Yes, I worked on the acrylics and a few drawings. So the middle panel [of the triptych], that has developed from one of those drawings that I did up there. Just the sense of seeing this ice fall, how the ice fell off the mountain and down into the glacier, it was just spectacular. I’m so pleased I can show you that [the triptych] because I only finished it on Friday.
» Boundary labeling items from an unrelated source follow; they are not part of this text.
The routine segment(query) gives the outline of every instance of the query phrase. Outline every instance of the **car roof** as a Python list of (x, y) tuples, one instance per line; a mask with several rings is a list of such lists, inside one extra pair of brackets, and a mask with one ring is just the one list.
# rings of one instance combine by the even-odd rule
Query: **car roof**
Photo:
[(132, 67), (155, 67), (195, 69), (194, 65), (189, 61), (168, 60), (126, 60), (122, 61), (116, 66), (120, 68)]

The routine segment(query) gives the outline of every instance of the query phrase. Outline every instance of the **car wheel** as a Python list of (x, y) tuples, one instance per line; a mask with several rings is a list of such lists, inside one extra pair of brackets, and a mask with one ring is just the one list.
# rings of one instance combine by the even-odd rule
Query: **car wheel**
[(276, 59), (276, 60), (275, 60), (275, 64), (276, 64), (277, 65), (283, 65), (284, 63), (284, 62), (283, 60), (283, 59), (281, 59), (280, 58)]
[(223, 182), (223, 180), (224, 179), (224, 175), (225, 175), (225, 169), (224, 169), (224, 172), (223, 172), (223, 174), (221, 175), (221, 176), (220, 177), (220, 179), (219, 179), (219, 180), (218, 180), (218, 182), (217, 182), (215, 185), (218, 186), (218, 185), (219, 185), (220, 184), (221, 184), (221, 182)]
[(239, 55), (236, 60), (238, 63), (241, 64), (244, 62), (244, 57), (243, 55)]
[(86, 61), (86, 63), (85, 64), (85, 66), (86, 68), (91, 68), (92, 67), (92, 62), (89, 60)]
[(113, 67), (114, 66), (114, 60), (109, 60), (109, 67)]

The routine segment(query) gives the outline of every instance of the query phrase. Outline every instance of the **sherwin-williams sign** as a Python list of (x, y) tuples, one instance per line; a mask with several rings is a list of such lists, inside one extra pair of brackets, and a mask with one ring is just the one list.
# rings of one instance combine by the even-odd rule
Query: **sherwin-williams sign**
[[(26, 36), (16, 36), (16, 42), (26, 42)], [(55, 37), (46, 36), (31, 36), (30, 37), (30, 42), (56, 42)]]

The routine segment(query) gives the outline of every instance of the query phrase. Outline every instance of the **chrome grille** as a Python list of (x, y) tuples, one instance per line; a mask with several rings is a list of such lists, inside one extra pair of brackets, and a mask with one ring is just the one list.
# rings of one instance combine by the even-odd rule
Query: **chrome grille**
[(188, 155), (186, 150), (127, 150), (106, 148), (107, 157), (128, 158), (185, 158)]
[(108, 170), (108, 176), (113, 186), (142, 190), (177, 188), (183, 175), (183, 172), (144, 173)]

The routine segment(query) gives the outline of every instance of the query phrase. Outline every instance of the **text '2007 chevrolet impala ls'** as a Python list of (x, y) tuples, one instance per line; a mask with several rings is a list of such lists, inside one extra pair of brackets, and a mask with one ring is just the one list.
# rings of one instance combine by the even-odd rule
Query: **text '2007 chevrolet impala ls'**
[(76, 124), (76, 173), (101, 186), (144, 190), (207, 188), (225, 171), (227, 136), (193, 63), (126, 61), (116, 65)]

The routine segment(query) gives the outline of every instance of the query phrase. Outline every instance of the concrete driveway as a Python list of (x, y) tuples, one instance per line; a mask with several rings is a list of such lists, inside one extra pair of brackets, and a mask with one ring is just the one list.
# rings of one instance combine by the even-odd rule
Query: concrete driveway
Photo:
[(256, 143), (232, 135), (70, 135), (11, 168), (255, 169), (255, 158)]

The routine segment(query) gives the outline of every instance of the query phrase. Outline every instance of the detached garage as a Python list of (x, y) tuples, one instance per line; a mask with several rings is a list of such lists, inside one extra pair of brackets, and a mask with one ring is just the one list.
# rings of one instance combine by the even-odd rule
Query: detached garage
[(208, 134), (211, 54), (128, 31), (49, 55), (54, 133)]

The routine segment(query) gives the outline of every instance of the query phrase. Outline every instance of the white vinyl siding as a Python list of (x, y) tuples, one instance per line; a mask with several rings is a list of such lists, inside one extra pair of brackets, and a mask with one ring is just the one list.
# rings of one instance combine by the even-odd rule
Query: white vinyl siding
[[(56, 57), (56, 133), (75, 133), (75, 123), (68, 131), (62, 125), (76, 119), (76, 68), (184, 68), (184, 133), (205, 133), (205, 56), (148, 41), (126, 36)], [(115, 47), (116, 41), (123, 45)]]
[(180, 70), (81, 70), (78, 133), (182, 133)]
It’s that sense of being helpless, you’re so tiny in nature. But you’re also not. We’re destroying that landscape, you know, that humanity, well global warming has been terribly, you know, Mount Cook has had a great big huge chunk fall off it and it’s receding all the time. The Tasman Glacier, when I was about 19 when I went up, I walked all the way up. There’s no way you could do that now. It’s so broken up and receded so far. There wasn’t a lake at the end of it when I went up then. Now there’s this massive lake that jet boats go around on and take tourists on. And that’s in, what, 40 years? You look at it and you think, we’re buggering it up.

At least COVID is keeping lots of planes out of the sky for the moment. 

I do probably need to sit in one place and digest where I’ve gone rather than just go flying around. We were going to be going to Greece and Crete in September which would have been great, but I’m enjoying doing this [his current work based on the Mount Cook trip]. That’s the thing, you go on one of those trips and your focus gets shifted and you sometimes, I mean I don’t know where this will lead to. You never know where they’ll go.